"Żałuję, że ze względu na kontuzje w czwartkowym spotkaniu nie zagra kilku piłkarzy, ponieważ ten pojedynek chciałem potraktować jako swego rodzaju test. Miał on pokazać, na jakim stopniu rozwoju jesteśmy, ile brakuje nam do czołowych holenderskich klubów" - powiedział podczas konferencji prasowej w Holandii Maaskant.

Reklama

Zadeklarował, że bez Patryka Małeckiego, Maora Meliksona i Cwetana Genkowa stać jego podopiecznych na wywiezienie z Enschede korzystnego wyniku: "Po porażce na swoim boisku z Odense, wynik w tym meczu jest ważny. Zagramy więc tak, żeby osiągnąć korzystny rezultat".

Być może krakowianie będą w czwartek jeszcze bardziej osłabieni. Obrońca Marko Jovanovic co prawda przyjechał z Wisłą do Holandii, ale nie jest pewne, czy będzie gotowy do gry.

"Na razie nie wiem, jak rozwinie się sprawa z jego urazem. Na pewno będzie mógł zagrać przeciwko Legii.
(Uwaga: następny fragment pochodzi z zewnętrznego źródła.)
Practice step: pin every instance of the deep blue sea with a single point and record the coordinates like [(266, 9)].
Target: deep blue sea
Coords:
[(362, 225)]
Jeśli Marko nie będzie mógł wystąpić w czwartek, to zastąpi go Michael Lamey" - powiedział Maaskant.

Wisła rozpoczęła występy w fazie grupowej LE od porażki na własnym stadionie z duńskim Odense 1:3. W drugiej kolejce zmierzy się na wyjeździe z liderem Eredivisie - Twente Enschede. Początek spotkania zaplanowano na godz. 19.